The article is less than satisfyingly informative, however, on how millions of illiterate farmers were inspired to protect existing trees and were given the rudimentary skills needed to reclaim land that has turned into hardpan and plant new trees on it. In fact, this has been a decades-long process facilitated by the Niger Government (with regional tree nurseries and arbor day campaigns), and fostered especially by more than 3000 American Peace Corps Volunteers who have lived in Nigerien villages and promoted tree planting and other conservation techniques over the past 45 years. Peace Corps remains very active in Niger, with about 120 Volunteers working today alongside poor rural people in extraordinarily harsh conditions. They are highly appreciated by the people they serve, and by the Nigerien Government, but they receive little credit from Americans and little notice by the American media.

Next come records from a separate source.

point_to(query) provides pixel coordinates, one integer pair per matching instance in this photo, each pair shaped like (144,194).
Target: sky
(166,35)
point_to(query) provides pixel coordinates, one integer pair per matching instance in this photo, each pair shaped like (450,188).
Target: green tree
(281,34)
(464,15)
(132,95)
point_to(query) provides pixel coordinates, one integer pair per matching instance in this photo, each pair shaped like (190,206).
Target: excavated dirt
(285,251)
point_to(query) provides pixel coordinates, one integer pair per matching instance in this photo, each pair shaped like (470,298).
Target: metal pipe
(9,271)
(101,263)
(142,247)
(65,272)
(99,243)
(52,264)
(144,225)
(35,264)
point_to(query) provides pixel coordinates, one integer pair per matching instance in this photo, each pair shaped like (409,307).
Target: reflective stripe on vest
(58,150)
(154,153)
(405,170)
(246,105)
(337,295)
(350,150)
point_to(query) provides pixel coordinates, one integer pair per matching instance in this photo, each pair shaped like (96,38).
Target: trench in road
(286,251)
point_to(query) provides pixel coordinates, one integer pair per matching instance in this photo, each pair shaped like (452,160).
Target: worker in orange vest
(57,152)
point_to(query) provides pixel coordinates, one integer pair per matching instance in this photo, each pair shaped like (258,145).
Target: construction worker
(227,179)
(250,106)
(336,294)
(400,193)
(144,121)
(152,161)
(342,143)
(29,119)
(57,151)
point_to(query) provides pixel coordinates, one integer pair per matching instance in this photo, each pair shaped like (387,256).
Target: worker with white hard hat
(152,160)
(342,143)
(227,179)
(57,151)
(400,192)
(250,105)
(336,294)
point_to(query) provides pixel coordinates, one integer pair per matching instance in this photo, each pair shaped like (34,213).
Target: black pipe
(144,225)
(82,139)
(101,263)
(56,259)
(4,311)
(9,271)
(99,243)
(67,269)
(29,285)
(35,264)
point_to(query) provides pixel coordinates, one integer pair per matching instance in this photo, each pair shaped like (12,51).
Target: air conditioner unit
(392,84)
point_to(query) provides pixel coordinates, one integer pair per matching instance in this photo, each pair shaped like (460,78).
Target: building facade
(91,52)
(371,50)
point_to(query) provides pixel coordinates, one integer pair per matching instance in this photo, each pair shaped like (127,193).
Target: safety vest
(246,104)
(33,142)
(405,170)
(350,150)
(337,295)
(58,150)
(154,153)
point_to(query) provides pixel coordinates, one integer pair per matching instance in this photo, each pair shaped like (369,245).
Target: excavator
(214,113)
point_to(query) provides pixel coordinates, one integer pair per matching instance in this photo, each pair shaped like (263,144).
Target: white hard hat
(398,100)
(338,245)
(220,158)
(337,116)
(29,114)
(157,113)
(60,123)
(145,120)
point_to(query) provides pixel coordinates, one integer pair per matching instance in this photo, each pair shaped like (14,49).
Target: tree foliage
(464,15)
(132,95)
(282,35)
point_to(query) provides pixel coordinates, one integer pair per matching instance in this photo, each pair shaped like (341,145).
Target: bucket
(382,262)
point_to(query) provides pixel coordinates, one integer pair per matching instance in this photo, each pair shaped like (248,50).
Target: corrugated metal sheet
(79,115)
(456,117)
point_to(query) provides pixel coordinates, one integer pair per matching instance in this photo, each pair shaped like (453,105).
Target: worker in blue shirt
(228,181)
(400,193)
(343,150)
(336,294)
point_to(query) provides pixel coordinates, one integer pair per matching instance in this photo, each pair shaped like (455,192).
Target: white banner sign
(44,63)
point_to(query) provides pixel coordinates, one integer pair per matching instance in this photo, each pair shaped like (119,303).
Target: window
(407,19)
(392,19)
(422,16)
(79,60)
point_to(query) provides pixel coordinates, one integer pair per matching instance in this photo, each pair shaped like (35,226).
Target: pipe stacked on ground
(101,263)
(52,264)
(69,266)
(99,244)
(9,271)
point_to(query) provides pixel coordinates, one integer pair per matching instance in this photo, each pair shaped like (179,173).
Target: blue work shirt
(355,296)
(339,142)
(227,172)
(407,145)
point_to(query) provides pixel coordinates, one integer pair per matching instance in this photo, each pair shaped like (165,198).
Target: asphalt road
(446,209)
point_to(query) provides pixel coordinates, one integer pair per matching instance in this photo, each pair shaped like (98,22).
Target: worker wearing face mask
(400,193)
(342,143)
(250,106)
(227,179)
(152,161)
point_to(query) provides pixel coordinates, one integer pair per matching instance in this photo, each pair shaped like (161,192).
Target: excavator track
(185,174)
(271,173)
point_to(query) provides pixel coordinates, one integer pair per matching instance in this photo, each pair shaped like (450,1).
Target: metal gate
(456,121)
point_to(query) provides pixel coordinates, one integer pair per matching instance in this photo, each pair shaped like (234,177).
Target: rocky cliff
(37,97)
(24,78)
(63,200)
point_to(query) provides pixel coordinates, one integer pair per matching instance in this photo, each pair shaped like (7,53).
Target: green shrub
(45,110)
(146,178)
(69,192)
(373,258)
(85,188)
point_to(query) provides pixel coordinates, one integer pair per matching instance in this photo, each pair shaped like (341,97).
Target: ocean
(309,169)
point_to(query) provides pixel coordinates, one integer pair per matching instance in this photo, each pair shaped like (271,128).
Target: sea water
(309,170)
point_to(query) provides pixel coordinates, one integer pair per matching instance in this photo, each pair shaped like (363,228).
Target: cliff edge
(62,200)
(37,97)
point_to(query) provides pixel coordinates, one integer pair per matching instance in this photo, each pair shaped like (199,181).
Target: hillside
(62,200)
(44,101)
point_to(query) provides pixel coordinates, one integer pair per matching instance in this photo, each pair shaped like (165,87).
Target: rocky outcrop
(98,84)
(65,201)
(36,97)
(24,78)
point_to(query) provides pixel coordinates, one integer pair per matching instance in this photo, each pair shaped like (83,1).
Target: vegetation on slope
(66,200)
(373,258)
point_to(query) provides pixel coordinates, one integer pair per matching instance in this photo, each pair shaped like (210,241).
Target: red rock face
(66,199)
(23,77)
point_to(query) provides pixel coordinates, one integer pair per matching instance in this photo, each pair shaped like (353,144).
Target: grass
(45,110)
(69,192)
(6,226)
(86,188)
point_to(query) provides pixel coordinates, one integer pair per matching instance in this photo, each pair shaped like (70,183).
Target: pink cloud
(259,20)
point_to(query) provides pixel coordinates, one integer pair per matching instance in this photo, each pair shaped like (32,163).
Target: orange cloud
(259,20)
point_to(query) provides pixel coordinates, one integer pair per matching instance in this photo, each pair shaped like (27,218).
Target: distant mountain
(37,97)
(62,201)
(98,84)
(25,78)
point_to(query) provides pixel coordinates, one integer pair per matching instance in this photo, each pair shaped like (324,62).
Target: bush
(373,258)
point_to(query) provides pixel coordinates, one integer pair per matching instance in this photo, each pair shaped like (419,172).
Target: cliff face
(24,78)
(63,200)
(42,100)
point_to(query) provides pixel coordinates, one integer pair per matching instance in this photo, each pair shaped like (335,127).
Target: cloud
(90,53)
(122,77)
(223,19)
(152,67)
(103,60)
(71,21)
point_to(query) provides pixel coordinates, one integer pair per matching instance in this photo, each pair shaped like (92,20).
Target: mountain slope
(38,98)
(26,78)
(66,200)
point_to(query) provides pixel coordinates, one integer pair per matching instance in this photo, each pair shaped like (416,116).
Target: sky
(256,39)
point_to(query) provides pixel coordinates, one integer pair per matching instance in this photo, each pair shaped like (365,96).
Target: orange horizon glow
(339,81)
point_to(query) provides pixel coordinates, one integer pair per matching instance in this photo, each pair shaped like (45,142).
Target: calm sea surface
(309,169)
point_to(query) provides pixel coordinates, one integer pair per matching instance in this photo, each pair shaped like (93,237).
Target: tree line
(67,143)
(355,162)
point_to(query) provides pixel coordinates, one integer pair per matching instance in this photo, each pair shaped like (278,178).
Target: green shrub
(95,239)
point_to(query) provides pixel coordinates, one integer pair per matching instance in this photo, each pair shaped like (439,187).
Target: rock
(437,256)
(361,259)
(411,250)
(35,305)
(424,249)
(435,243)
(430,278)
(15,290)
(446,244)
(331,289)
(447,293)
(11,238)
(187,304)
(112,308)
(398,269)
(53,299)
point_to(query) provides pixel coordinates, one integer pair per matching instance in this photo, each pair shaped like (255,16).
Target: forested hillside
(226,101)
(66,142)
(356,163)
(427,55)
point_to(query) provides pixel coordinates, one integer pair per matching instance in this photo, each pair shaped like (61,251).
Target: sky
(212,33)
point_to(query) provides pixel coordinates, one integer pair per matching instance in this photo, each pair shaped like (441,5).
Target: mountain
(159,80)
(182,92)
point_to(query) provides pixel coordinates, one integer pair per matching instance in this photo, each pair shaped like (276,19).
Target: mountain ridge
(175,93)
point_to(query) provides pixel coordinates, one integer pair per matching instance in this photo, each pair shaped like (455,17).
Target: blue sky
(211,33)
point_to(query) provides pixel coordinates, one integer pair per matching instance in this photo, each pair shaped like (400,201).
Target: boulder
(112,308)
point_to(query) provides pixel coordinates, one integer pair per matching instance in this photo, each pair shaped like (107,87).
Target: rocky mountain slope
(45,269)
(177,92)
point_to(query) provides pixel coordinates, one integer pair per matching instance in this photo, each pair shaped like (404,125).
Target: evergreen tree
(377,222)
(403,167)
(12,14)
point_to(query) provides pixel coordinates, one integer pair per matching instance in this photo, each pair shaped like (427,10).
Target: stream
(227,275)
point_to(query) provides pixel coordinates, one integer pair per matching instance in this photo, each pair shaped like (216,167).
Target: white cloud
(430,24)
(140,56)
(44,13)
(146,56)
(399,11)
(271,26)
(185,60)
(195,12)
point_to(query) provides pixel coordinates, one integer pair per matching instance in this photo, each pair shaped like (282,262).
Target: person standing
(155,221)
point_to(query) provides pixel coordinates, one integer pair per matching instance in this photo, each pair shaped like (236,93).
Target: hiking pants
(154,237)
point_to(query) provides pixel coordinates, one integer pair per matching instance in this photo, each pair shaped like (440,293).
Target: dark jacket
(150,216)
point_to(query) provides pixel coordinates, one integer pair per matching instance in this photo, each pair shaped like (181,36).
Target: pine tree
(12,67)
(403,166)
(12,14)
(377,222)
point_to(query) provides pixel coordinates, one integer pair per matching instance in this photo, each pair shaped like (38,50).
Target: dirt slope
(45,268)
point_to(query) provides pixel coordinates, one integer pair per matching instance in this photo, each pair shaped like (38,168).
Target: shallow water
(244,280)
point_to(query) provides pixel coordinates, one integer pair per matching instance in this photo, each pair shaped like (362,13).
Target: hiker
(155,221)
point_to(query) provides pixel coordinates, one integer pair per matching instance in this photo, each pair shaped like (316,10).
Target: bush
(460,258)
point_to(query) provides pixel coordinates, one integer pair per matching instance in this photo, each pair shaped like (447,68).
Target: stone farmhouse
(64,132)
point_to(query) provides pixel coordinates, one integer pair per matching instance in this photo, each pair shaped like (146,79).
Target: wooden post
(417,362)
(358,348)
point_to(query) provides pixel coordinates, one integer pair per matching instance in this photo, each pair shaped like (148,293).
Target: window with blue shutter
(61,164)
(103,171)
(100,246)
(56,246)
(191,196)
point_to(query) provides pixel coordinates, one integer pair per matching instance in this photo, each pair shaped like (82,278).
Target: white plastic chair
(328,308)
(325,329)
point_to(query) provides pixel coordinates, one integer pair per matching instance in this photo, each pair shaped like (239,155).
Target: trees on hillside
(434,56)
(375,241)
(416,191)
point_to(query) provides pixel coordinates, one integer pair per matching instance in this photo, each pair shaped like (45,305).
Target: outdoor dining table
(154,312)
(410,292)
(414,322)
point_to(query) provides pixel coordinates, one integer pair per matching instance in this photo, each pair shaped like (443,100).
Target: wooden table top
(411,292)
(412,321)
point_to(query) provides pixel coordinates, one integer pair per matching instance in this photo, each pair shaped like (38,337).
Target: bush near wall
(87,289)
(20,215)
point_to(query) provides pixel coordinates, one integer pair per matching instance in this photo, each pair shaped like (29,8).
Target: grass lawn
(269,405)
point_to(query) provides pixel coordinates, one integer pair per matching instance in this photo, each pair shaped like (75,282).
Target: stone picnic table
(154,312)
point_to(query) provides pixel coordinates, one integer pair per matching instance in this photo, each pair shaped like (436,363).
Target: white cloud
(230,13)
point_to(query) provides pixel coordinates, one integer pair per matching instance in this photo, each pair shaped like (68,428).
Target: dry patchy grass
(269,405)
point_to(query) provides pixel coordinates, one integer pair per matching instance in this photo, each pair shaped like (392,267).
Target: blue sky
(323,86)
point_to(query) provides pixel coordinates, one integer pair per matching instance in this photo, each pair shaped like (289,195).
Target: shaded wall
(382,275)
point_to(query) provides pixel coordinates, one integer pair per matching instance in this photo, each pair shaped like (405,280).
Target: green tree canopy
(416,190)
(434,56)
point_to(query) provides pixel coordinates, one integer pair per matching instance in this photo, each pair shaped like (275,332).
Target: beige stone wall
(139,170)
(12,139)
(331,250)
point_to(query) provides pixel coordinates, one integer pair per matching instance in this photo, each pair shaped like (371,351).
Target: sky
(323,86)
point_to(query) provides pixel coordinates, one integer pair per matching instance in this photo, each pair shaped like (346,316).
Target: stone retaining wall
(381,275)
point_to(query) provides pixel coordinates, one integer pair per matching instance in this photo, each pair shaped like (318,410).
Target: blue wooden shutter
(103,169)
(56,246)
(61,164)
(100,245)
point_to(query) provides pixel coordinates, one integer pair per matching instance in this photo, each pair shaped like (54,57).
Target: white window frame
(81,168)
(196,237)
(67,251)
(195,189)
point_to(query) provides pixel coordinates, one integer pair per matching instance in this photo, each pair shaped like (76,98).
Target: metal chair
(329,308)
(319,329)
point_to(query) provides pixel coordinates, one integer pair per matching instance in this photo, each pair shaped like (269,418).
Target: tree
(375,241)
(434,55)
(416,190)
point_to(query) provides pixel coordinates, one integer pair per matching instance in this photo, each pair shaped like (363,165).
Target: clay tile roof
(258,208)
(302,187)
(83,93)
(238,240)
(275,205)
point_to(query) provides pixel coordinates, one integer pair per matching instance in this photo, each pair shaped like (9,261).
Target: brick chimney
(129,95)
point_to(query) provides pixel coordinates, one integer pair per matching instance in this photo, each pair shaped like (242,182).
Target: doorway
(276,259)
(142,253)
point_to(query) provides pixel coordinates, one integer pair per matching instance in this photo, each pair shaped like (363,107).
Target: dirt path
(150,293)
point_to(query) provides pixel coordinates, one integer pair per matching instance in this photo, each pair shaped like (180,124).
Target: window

Also, in spite of the very good news that the long-term southward creep of the Sahara seems to have been halted or even reversed in Niger during the past few years, we need to bear in mind that this is only one of the problems besetting this poorest of the world's countries. (It ranks 177 out of 177 countries covered in the United Nations Development Program's 2006 Human Development Index.) An even worse problem, for example, is uncontrolled population growth, which has been running at 3.3% to 3.6% annually for decades and shows no signs of moderating. This means that the population doubles every 20 years or so. In 1960, it was only 3 million. Today, it is 14 million, and it is projected to reach 23 million by 2020. Consequently, per capita GDP has been falling steadily, and most Nigeriens are even poorer today than they were in the 1960s.

Moreover, while land reclamation and more trees are certainly useful, they can't even solve the problems of water availability and soil fertility, much less cope with global warming. Water tables have continued to drop throughout most of Niger, as water is drawn off to support the growing human and animal demands; and per-hectare yields of millet and other food crops are falling as increasingly marginal land is brought under cultivation.

Although the good news of a greener Niger is most welcome, any tendency to celebrate should be restrained by the grim realities of intractable problems and poor prospects. Niger needs a lot more help, over many years, if it is to be lifted from its grinding poverty.